Verachtung ware eine Möglichkeit. Obama beruft sich stets, aufgrund seines offenkundigen Mangels an Erfahrung oder politischer Lebensleistung, auf sein Urteilsvermögen. Ein grandioseres Scheitern als in der Irak-Frage ist kaum vorstellbar. Das er bereit war, seine eigene weiße Großmutter als Rassistin zu denunzieren, um seinen Haßprediger Wright zu decken (auf dessen Kirchenbank er 20 Jahre saß, der ihn getraut und seine Kinder getauft hat), zeigt einen Zyniker, der willens ist, alles zu tun und alles zu sagen, um an die Macht zu kommen.
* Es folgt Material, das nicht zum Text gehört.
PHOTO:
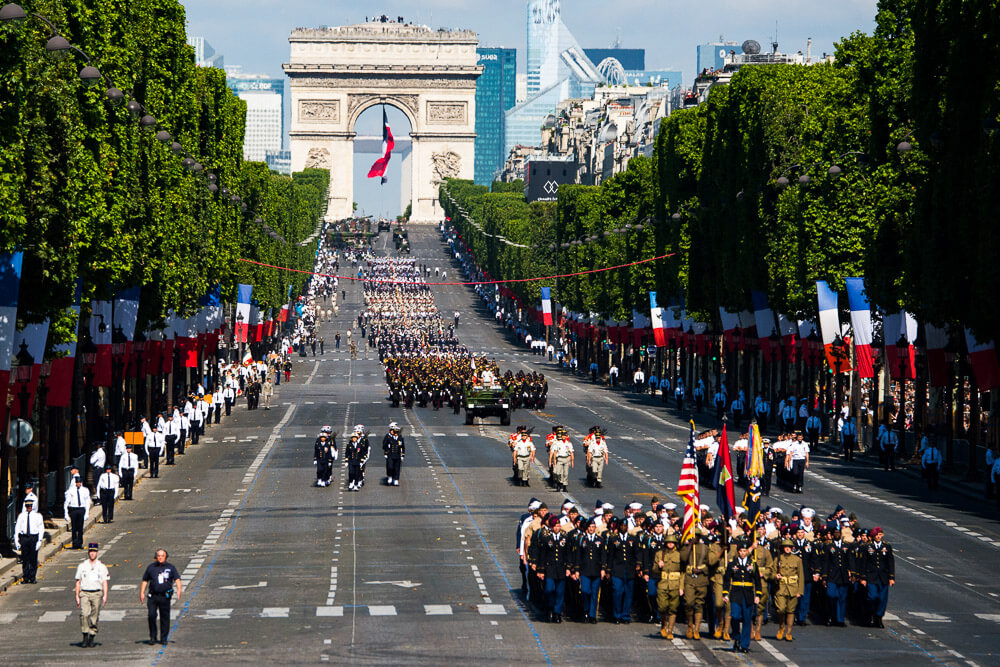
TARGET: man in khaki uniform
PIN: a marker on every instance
(765, 563)
(524, 455)
(561, 459)
(668, 568)
(597, 458)
(698, 563)
(791, 584)
(91, 593)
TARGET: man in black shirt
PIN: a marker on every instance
(160, 578)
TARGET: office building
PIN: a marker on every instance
(496, 92)
(204, 54)
(630, 59)
(265, 98)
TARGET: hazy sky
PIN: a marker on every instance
(254, 33)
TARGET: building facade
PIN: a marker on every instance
(496, 92)
(265, 99)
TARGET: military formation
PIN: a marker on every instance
(727, 577)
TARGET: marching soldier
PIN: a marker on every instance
(589, 569)
(597, 458)
(523, 452)
(668, 570)
(394, 448)
(697, 564)
(742, 590)
(561, 460)
(878, 574)
(554, 568)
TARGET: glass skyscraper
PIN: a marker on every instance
(496, 90)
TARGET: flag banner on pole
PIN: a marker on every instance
(547, 306)
(766, 327)
(242, 324)
(829, 325)
(656, 318)
(100, 334)
(937, 355)
(688, 489)
(725, 497)
(60, 382)
(10, 285)
(861, 323)
(388, 143)
(900, 331)
(32, 338)
(983, 359)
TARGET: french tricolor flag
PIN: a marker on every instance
(10, 283)
(656, 317)
(60, 382)
(983, 359)
(764, 319)
(829, 325)
(899, 328)
(547, 306)
(241, 326)
(388, 143)
(861, 323)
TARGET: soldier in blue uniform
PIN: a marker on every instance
(878, 574)
(741, 588)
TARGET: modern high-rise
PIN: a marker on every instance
(496, 92)
(557, 70)
(265, 98)
(204, 54)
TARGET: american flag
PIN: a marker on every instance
(687, 488)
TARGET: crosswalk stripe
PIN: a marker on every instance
(329, 611)
(274, 612)
(437, 609)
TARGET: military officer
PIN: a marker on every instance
(589, 568)
(561, 459)
(790, 576)
(523, 453)
(878, 574)
(742, 590)
(554, 568)
(835, 569)
(597, 458)
(621, 567)
(698, 563)
(668, 570)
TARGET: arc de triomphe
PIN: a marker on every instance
(335, 74)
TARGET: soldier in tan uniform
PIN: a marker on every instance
(791, 583)
(698, 564)
(668, 568)
(765, 563)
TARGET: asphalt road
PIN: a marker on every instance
(276, 569)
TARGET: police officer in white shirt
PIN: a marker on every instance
(931, 464)
(171, 434)
(128, 468)
(28, 532)
(154, 448)
(107, 489)
(76, 509)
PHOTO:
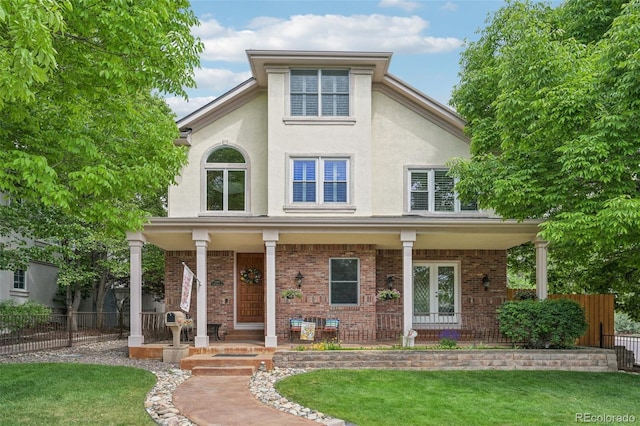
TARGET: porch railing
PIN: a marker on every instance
(25, 333)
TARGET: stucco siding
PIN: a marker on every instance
(402, 138)
(245, 129)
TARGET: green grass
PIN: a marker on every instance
(73, 394)
(376, 397)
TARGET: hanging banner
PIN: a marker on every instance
(187, 281)
(307, 330)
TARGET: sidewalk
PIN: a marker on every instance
(227, 401)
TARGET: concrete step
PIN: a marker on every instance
(244, 335)
(222, 371)
(252, 361)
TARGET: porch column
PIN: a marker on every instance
(136, 241)
(407, 238)
(201, 238)
(541, 269)
(270, 237)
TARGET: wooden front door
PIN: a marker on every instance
(251, 282)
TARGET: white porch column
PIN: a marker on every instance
(201, 238)
(136, 241)
(407, 238)
(541, 269)
(270, 237)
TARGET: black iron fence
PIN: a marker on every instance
(26, 333)
(627, 349)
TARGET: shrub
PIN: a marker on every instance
(543, 324)
(16, 316)
(625, 325)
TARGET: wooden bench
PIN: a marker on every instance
(322, 325)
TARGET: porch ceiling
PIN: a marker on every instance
(245, 235)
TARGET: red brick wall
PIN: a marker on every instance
(313, 262)
(220, 302)
(477, 304)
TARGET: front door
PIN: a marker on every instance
(435, 293)
(250, 288)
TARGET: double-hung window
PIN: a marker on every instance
(226, 181)
(320, 180)
(319, 93)
(344, 288)
(431, 190)
(19, 281)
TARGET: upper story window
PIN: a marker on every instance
(19, 281)
(320, 180)
(319, 93)
(431, 190)
(226, 180)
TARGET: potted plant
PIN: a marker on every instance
(391, 294)
(290, 293)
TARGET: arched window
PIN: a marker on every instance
(226, 180)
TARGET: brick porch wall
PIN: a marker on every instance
(477, 304)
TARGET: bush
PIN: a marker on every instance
(625, 325)
(17, 316)
(543, 324)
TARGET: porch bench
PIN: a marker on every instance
(323, 325)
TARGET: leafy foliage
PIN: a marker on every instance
(83, 128)
(543, 324)
(551, 100)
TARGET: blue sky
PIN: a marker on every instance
(426, 38)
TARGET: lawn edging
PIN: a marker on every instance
(580, 359)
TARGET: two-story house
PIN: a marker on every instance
(323, 172)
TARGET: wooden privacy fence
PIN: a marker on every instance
(598, 310)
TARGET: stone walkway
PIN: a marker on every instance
(159, 403)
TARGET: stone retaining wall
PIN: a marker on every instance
(584, 359)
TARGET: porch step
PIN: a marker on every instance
(222, 371)
(244, 335)
(227, 364)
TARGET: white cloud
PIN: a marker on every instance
(403, 4)
(322, 32)
(219, 80)
(183, 108)
(450, 6)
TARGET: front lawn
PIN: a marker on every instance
(385, 397)
(73, 394)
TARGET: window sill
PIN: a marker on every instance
(319, 208)
(224, 214)
(344, 121)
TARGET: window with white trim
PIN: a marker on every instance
(19, 280)
(319, 93)
(436, 293)
(226, 181)
(344, 284)
(320, 180)
(431, 190)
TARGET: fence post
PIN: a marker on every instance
(70, 326)
(601, 335)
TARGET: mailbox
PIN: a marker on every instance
(174, 318)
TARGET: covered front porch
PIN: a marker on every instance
(390, 251)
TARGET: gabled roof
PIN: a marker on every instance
(261, 60)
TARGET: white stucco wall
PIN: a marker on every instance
(401, 139)
(298, 136)
(245, 129)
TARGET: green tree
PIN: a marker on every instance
(82, 126)
(551, 99)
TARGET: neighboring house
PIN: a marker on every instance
(323, 165)
(36, 283)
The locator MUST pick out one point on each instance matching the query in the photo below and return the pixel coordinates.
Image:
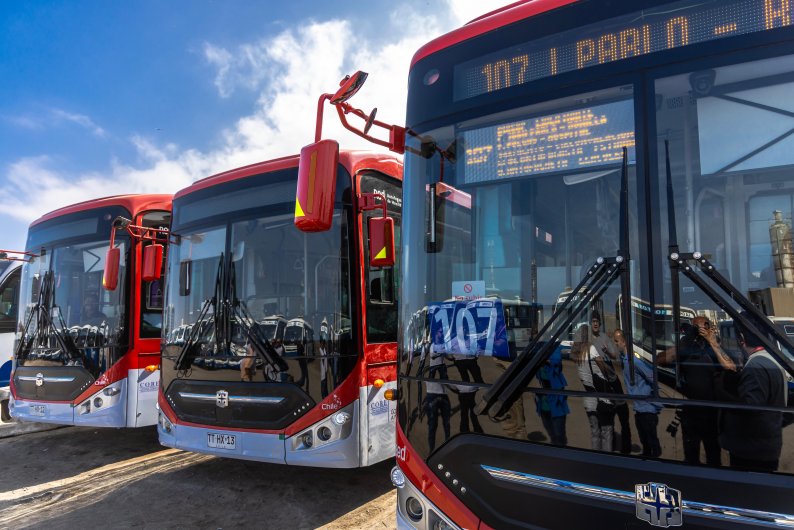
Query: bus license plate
(221, 441)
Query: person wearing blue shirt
(646, 413)
(553, 409)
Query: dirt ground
(81, 477)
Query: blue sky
(100, 98)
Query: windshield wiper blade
(511, 384)
(46, 327)
(258, 340)
(182, 362)
(750, 317)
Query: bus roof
(354, 161)
(488, 22)
(134, 203)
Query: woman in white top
(591, 368)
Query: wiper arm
(180, 362)
(46, 327)
(261, 344)
(511, 384)
(758, 324)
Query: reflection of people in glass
(754, 438)
(553, 409)
(591, 368)
(466, 397)
(701, 359)
(646, 413)
(513, 422)
(609, 353)
(91, 314)
(436, 399)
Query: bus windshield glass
(514, 218)
(279, 282)
(68, 318)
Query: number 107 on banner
(469, 328)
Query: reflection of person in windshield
(91, 314)
(701, 360)
(646, 413)
(754, 438)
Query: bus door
(144, 373)
(377, 412)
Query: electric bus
(633, 148)
(88, 355)
(280, 343)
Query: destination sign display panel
(671, 26)
(576, 140)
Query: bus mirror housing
(314, 201)
(381, 241)
(110, 277)
(152, 262)
(185, 270)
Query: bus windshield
(270, 273)
(68, 318)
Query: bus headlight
(414, 508)
(340, 418)
(307, 439)
(165, 423)
(397, 477)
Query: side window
(152, 292)
(9, 302)
(381, 283)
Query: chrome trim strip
(48, 379)
(712, 511)
(263, 400)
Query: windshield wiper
(182, 361)
(750, 317)
(261, 344)
(46, 328)
(511, 384)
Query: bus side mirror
(314, 201)
(381, 241)
(185, 270)
(110, 277)
(152, 262)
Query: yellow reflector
(298, 209)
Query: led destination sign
(581, 139)
(653, 30)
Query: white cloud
(79, 119)
(289, 72)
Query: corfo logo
(222, 399)
(333, 405)
(658, 505)
(401, 453)
(379, 407)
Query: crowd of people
(717, 383)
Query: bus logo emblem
(658, 505)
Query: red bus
(636, 150)
(279, 344)
(86, 355)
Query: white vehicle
(9, 303)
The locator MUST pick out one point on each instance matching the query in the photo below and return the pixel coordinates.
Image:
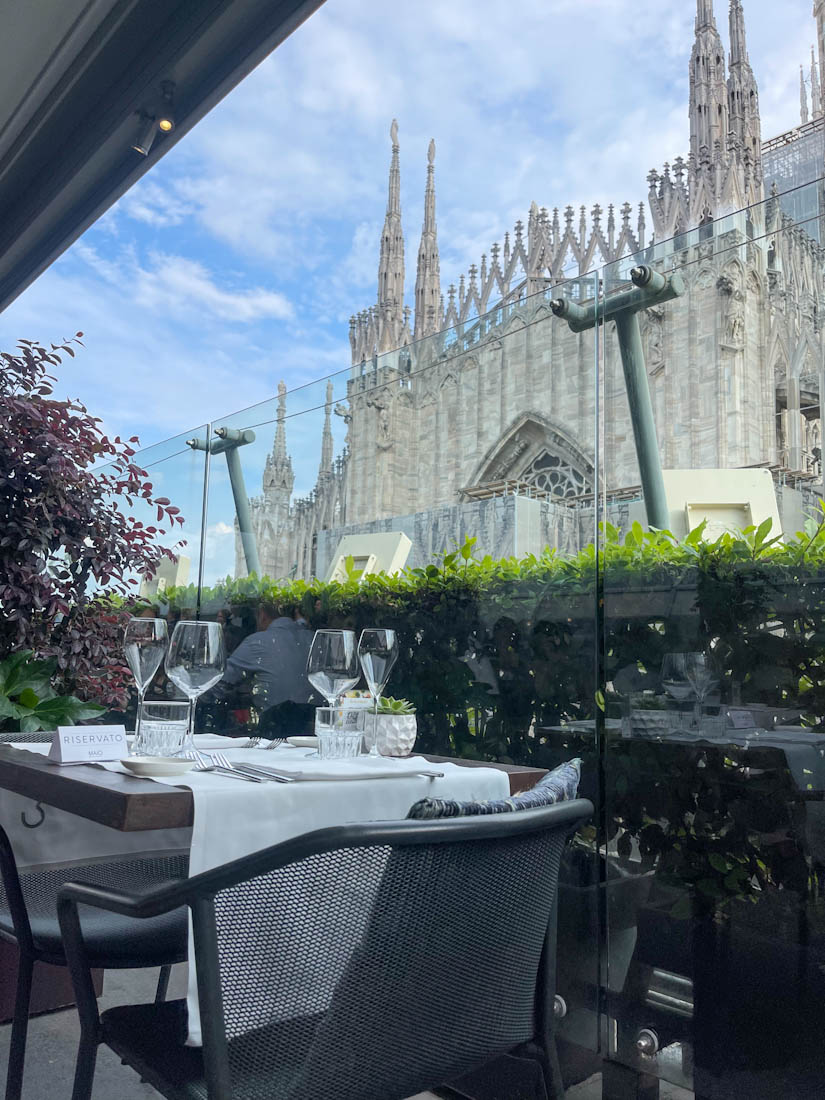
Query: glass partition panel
(175, 470)
(444, 490)
(713, 634)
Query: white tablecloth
(233, 818)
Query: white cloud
(150, 202)
(176, 284)
(239, 260)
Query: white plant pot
(396, 734)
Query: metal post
(227, 442)
(649, 288)
(242, 510)
(641, 417)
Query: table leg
(51, 986)
(620, 1082)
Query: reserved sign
(88, 744)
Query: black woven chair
(29, 919)
(360, 963)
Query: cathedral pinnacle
(428, 279)
(326, 464)
(708, 107)
(391, 265)
(278, 450)
(738, 47)
(815, 90)
(278, 476)
(704, 14)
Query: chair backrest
(40, 737)
(374, 970)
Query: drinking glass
(674, 677)
(144, 645)
(332, 666)
(701, 679)
(377, 651)
(163, 728)
(339, 733)
(195, 662)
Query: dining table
(80, 813)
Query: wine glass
(701, 678)
(674, 677)
(195, 662)
(332, 666)
(377, 651)
(144, 644)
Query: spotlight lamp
(166, 118)
(146, 135)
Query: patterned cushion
(558, 785)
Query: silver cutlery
(254, 769)
(204, 762)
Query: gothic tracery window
(552, 474)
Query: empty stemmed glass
(144, 645)
(674, 677)
(378, 651)
(701, 678)
(195, 662)
(332, 666)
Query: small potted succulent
(396, 726)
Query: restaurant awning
(78, 79)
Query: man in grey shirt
(275, 659)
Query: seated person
(275, 660)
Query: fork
(204, 762)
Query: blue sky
(240, 257)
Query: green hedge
(695, 813)
(754, 603)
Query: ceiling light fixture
(165, 118)
(149, 129)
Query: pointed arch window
(553, 474)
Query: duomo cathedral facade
(480, 398)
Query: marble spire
(708, 105)
(326, 465)
(743, 91)
(815, 90)
(278, 472)
(428, 278)
(391, 264)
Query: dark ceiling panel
(74, 158)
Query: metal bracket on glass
(41, 811)
(227, 442)
(649, 288)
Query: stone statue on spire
(391, 264)
(326, 464)
(428, 278)
(708, 106)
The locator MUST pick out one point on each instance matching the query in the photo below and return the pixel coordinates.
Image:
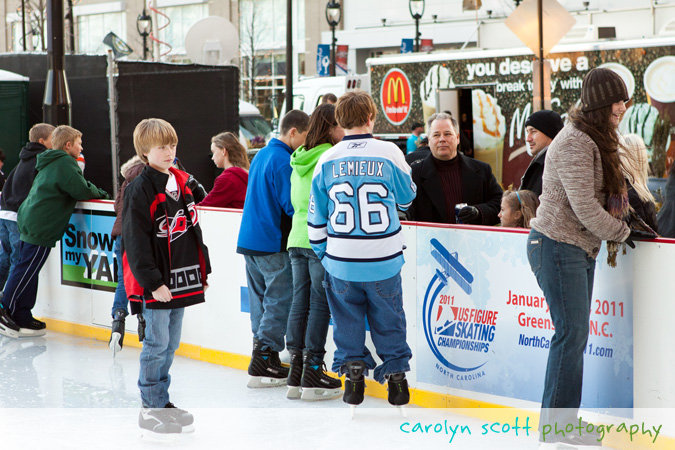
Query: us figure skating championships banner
(484, 325)
(87, 251)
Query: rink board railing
(477, 324)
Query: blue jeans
(565, 274)
(21, 289)
(121, 301)
(162, 338)
(382, 303)
(9, 257)
(310, 316)
(270, 294)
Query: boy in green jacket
(42, 219)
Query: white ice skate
(27, 332)
(265, 382)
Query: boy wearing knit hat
(541, 128)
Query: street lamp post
(417, 11)
(333, 16)
(144, 26)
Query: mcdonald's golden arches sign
(396, 96)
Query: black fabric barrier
(199, 101)
(88, 86)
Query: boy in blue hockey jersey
(354, 229)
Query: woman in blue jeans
(309, 317)
(583, 202)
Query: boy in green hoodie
(42, 219)
(309, 317)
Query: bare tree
(250, 35)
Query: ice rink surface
(66, 392)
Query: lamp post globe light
(333, 16)
(144, 26)
(416, 11)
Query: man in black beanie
(541, 128)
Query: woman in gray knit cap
(583, 202)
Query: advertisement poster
(87, 251)
(484, 326)
(501, 98)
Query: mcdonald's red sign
(396, 96)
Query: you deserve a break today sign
(87, 251)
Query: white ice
(66, 392)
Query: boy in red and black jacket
(165, 267)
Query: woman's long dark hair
(598, 125)
(321, 123)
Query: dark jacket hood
(31, 150)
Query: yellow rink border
(426, 399)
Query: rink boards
(478, 324)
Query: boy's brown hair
(354, 109)
(151, 133)
(40, 131)
(64, 134)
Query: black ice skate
(158, 424)
(317, 385)
(355, 384)
(184, 418)
(399, 394)
(8, 327)
(265, 368)
(117, 333)
(294, 375)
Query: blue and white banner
(87, 251)
(484, 325)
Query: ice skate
(294, 375)
(265, 368)
(184, 418)
(317, 385)
(34, 328)
(158, 425)
(399, 395)
(355, 384)
(117, 333)
(8, 327)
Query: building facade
(369, 29)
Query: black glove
(639, 235)
(469, 214)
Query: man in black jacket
(15, 191)
(446, 178)
(541, 128)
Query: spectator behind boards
(43, 218)
(15, 192)
(666, 216)
(583, 202)
(518, 208)
(541, 128)
(635, 166)
(414, 139)
(229, 189)
(263, 238)
(446, 178)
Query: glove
(469, 214)
(639, 235)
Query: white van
(252, 126)
(308, 93)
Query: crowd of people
(321, 237)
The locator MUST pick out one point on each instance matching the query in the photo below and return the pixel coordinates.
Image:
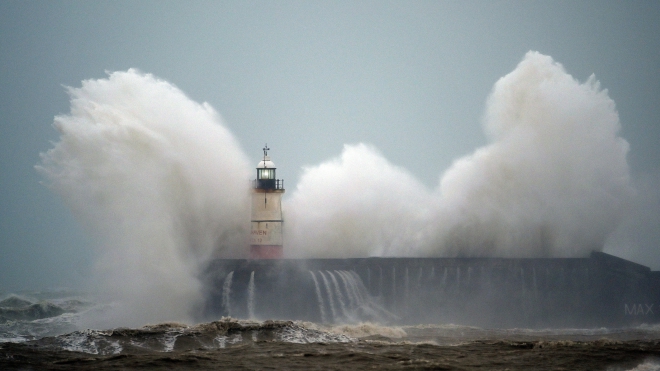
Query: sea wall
(601, 290)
Wenn McCain sagt, er würde lieber eine Wahl verlieren, als einen Krieg (und dies in den kritischten Phasen des Irak-Kriegs auch bewiesen hat, als er gegen das Weiße Haus, Rumsfeld und die eigene Partei als Erster die „surge“ propagierte), gilt für Obama, daß er es in Kauf nimmt, einen Krieg zu verlieren, solange er nur das angestrebte Amt erreicht. Wer seine populistischen Reden hört, kann sich das Kichern vor lauter heißer Luft nicht mehr verkneifen. Seinen Sieg bei den Vorwahlen nannte er – wörtlich – einen historischen Moment, in dem die Ozeane ihren Anstieg stoppten und der Planet zu heilen begann. Der große amerikanische Kolumnist Charles Krauthammer erinnerte in der „Washington Post“ daran, daß selbst Jesus seine Heilkräfte nur an den Kranken erprobte.
Obama operiert in einer anderen Sphäre.